The following eight biohorizons are recognized of both Sites 1150 and 1151 (Table T3; Fig. F4): (1) the LO of N. asanoi; (2) the LO of G. puncticulata; (3) the FO of G. inflata (modern form); (4) the FO of N. asanoi; (5) the LO of G. ikebei; (6) the FO of G. ikebei; (7) the LO of G. nepenthes; and (8) the LO of G. dehiscens. The stratigraphic order of the eight biohorizons is conformable in both present sites.
With respect to the diatom biostratigraphic data (Maruyama and Shiono, this volume) (Fig. F4; Table T3), the eight planktonic foraminiferal biohorizons have no contradiction with diatom zonations at both sites: the LO of N. asanoi, the LO of G. puncticulata, and the FO of G. inflata (modern form) are located in the diatom Zone NPD 9. The FO of N. asanoi, the LO and FO of G. ikebei, and the LO of G. nepenthes are placed in the diatom Zone NPD 7B. The LO of G. dehiscens is located within the diatom Zone NPD 5D. We consider that these eight biohorizons are possibly synchronous in the Japan Trench region.

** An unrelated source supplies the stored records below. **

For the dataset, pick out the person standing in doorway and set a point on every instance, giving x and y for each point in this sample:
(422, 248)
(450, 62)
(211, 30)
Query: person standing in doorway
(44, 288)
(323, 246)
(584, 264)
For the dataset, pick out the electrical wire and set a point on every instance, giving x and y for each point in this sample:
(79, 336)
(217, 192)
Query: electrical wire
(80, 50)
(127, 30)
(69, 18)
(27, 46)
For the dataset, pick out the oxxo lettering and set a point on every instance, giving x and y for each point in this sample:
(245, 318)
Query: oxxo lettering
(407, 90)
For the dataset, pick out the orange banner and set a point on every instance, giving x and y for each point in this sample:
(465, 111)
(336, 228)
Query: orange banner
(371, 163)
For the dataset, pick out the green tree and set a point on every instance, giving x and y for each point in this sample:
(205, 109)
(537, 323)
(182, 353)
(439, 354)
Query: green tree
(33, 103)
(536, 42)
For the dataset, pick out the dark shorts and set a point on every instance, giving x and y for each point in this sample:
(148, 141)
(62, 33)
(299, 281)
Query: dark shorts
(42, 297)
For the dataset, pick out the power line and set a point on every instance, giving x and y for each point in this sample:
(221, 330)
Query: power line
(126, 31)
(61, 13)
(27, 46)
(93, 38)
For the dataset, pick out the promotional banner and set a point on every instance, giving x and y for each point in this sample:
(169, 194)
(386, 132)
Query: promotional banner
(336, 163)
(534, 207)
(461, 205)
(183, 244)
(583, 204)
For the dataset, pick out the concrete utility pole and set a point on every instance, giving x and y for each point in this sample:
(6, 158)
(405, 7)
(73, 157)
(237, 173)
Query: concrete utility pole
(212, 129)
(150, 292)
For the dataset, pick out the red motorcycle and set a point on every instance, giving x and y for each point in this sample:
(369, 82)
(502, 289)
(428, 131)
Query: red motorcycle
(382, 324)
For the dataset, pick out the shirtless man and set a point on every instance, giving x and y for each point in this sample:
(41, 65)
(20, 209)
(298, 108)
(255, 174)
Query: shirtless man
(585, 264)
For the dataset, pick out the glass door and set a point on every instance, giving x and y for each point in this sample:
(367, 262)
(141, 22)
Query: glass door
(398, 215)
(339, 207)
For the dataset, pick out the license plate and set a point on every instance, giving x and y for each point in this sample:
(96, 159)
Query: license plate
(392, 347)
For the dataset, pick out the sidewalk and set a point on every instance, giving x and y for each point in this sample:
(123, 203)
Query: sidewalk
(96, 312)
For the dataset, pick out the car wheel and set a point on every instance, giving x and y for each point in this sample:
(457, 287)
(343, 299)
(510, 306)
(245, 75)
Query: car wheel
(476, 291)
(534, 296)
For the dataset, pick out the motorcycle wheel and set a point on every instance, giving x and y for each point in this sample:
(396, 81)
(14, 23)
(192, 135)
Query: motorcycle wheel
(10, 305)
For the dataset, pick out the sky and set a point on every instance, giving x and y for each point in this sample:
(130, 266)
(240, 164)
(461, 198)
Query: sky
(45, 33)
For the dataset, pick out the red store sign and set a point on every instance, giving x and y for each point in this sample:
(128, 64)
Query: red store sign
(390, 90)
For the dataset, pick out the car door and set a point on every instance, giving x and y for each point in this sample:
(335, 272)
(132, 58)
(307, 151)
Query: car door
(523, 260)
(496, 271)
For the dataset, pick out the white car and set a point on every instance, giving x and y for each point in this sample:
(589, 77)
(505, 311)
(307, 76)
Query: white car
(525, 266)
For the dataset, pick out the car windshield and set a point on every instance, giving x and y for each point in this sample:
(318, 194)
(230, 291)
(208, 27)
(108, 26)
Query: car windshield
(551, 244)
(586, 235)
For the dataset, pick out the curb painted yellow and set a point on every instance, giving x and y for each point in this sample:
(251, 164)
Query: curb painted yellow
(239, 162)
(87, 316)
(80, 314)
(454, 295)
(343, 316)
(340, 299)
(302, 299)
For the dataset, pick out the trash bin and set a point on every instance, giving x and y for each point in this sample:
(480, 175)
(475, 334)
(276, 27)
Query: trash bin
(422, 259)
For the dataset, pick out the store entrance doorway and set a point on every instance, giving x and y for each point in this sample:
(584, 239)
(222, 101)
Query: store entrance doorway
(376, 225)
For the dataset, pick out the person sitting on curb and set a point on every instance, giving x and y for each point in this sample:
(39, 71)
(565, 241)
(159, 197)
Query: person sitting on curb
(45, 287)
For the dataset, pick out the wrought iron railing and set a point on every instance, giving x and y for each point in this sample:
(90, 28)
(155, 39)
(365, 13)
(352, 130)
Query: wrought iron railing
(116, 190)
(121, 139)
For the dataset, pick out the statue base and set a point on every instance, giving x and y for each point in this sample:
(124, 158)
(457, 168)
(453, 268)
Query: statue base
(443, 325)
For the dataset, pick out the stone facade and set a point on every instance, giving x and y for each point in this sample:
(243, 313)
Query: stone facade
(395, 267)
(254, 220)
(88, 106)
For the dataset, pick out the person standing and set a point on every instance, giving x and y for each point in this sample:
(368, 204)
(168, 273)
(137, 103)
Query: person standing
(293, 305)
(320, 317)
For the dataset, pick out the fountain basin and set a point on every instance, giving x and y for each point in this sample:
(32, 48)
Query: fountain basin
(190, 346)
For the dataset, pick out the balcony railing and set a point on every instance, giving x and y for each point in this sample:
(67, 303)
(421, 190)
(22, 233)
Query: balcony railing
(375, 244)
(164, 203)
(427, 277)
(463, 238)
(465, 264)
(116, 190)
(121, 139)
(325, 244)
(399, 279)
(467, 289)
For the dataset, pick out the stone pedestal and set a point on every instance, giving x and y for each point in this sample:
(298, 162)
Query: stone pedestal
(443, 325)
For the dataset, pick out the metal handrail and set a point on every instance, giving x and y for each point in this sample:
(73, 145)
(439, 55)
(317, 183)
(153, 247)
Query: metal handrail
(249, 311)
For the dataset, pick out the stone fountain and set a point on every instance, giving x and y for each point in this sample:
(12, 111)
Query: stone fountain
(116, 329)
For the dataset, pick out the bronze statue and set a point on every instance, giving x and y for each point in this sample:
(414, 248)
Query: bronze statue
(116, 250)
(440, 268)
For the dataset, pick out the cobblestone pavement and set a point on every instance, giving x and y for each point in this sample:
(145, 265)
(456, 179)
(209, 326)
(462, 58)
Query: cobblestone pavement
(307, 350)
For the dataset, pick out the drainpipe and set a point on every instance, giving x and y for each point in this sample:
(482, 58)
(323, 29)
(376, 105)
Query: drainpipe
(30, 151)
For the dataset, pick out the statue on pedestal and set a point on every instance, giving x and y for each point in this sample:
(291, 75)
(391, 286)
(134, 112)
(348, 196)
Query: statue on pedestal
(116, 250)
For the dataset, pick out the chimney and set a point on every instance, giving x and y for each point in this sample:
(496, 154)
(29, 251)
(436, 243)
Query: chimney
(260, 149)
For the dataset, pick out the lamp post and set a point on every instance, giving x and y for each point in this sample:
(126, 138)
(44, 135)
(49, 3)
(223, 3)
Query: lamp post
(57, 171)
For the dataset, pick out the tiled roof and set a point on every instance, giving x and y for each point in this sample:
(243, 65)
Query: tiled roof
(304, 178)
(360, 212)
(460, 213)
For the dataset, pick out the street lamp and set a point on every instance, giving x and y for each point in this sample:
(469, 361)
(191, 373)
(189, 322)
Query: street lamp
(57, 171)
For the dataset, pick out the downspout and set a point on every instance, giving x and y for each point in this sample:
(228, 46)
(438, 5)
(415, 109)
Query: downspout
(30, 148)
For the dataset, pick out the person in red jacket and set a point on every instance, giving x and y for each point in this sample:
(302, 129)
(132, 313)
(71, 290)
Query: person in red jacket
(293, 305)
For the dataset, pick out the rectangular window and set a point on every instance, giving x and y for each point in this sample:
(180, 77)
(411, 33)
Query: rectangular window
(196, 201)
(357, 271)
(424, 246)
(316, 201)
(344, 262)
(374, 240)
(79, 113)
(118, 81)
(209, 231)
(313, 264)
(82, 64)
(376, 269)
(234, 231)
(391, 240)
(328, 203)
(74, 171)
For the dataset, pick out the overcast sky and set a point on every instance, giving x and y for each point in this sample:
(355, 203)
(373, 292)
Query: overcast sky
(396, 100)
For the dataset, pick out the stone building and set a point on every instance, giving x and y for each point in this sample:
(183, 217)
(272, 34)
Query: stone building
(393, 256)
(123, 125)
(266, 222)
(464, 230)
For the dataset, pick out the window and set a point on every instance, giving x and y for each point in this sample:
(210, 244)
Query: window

Keller (1980) reported planktonic foraminiferal data from DSDP Sites 438 and 440, ~60 km northward of Site 1150. We correlated foraminiferal data from both Sites 1150 and 1151 with those of Hole 438A (40°38´N, 143°14´E, water depth = 1558 m) (Fig. F1), which have been stratigraphically well determined by the diatom biostratigraphy (Maruyama, 1984; Yanagisawa and Akiba, 1998). Stratigraphic distributions of planktonic foraminiferal species at Hole 438A are strongly discontinuous because of dissolution of foraminiferal tests and discontinuous coring. Despite these discontinuities, four of the eight biohorizons, namely, the FO of N. asanoi, the FO of G. ikebei, the LO of G. nepenthes, and the LO of G. dehiscens, show no contradiction in their stratigraphic relationships between the present sites and DSDP Hole 438A with respect to the diatom zonation.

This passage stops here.